In a large mixing bowl, break apart the 1 pound ground lamb pieces as you place them into the bowl. Sprinkle the grated 1 clove garlic, ½ teaspoon lemon zest, ¼ teaspoon ground thyme, 1 teaspoon dried oregano½ teaspoon smoked paprika and 1/2 teaspoon ground black pepper over the meat. Toss to combine being careful to not overwork the mix.
Divide the meat mixture into 4 sections and form into patties. Create a well in the center of each and place onto parchment or wax paper. Chill for 1 hour or place in the freezer for 15 minutes to let them congeal.
Heat grill to medium. Coat grates with a neutral oil.

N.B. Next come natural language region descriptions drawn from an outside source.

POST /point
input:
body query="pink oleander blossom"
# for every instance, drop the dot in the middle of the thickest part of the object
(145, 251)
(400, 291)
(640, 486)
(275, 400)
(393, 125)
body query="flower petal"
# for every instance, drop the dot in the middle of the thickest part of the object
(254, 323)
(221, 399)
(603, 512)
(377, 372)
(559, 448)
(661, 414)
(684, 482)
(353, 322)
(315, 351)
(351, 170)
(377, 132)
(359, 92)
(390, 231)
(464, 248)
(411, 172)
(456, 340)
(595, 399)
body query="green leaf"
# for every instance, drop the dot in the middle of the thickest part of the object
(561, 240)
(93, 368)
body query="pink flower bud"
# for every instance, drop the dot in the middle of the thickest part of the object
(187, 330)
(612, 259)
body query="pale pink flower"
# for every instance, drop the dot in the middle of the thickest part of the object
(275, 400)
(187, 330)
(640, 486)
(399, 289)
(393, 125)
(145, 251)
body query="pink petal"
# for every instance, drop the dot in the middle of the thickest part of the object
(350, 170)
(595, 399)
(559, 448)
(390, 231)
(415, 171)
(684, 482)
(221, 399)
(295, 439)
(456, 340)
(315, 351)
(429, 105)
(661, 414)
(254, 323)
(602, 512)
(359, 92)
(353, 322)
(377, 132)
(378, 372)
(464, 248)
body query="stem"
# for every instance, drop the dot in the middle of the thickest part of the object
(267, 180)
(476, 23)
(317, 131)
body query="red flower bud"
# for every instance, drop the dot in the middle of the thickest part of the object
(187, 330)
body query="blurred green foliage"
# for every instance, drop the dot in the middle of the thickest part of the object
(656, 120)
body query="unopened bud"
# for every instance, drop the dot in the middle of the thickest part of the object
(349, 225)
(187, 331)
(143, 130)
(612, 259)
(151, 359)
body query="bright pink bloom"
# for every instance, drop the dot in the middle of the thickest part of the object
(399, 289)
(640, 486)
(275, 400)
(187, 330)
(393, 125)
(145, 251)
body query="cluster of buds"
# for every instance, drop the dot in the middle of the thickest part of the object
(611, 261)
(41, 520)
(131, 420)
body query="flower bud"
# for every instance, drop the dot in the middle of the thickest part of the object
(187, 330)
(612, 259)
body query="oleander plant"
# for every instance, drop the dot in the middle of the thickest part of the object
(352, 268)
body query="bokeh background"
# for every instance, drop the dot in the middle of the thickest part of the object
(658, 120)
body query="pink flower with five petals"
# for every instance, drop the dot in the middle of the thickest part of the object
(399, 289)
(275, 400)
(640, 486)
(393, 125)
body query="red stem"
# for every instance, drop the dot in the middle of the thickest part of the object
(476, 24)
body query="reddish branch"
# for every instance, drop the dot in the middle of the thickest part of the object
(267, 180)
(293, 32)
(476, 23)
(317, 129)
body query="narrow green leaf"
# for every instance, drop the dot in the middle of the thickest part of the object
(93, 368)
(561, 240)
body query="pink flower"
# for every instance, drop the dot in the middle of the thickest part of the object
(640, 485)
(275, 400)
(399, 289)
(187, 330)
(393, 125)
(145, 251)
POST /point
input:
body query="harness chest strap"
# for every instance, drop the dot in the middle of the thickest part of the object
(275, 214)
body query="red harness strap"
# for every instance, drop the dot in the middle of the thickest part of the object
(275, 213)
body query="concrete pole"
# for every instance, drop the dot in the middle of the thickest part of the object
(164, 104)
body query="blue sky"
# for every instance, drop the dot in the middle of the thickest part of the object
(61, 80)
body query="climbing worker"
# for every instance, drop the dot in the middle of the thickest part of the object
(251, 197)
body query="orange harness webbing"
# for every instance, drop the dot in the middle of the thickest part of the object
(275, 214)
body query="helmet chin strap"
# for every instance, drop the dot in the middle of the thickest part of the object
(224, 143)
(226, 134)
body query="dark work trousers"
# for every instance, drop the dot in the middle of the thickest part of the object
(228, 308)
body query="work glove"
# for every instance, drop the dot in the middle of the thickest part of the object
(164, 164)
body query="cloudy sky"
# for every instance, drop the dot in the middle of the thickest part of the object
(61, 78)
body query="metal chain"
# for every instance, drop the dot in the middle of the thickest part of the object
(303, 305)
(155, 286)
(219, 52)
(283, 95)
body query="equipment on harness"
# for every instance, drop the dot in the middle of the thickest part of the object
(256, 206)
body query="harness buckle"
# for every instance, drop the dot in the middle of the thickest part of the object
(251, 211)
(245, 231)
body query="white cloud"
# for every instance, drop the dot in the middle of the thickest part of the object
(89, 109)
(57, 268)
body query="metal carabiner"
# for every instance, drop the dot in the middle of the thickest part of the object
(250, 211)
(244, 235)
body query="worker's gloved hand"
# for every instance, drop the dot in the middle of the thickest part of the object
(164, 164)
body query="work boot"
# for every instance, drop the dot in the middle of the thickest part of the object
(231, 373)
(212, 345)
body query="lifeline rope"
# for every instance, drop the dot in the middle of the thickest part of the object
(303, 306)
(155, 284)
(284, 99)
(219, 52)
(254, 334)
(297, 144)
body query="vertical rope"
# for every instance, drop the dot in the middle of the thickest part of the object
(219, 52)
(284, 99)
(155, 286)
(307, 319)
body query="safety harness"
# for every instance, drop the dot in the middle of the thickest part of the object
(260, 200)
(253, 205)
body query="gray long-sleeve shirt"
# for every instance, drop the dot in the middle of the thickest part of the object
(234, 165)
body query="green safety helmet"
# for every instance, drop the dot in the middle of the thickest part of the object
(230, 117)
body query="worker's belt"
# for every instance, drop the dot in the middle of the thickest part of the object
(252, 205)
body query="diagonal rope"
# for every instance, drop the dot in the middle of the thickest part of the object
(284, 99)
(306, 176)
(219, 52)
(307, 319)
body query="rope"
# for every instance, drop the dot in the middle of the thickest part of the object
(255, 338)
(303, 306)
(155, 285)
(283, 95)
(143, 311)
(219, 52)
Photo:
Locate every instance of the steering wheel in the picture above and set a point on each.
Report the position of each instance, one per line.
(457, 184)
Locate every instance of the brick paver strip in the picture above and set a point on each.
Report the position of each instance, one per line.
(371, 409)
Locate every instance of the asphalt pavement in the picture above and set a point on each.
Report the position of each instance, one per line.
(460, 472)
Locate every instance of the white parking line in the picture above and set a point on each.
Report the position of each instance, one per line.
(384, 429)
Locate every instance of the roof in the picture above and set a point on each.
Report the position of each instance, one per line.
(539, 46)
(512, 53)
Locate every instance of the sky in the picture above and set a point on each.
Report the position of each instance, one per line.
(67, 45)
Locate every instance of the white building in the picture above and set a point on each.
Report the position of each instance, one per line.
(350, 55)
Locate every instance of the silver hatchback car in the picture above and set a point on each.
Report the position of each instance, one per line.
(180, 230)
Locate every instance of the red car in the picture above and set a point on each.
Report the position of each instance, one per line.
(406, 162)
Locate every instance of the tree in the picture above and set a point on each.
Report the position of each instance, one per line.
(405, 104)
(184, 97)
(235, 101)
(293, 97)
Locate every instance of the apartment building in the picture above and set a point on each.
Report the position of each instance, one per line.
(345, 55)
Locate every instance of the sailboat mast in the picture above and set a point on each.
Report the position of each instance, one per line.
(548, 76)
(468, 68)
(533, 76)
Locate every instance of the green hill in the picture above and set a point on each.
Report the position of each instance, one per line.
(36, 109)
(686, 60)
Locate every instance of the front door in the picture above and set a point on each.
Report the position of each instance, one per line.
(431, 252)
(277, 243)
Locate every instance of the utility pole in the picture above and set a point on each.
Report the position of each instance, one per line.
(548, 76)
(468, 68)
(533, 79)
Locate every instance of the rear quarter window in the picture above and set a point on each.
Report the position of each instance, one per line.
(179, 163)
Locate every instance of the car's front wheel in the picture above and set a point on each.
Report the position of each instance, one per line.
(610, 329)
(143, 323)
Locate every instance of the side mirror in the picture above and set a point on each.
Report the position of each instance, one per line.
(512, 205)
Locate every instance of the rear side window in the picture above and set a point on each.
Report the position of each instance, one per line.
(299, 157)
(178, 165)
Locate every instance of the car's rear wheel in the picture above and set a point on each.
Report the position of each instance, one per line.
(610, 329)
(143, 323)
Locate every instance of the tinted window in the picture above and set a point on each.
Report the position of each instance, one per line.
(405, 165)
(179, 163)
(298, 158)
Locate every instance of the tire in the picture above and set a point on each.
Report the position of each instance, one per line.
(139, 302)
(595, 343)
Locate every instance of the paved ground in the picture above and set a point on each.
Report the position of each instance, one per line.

Grill on each side for 4-5 minutes or until internal temperature reaches 135°F.
Remove the patties and allow to rest for at least 5 minutes before assembling the burger.
Mint Lemon Yogurt Sauce:
While the patties are chilling, whisk together the ½ cup plain Greek yogurt, minced 1 teaspoon mint, ½ teaspoon lemon zest and ¼ teaspoon coarse Kosher salt in a bowl. After mixing, place in the fridge to chill until ready to assemble. This can be made up to 24 hours in advance.
Assembly:
Decide what delicious toppings you want on your burger, assemble and enjoy!
Notes
You can use minced garlic, but make sure it is very finely minced so the burgers hold together. Make sure you use Greek yogurt. Regular yogurt isn’t strained as long and therefore is much thinner and will just slide right off your delicious burger.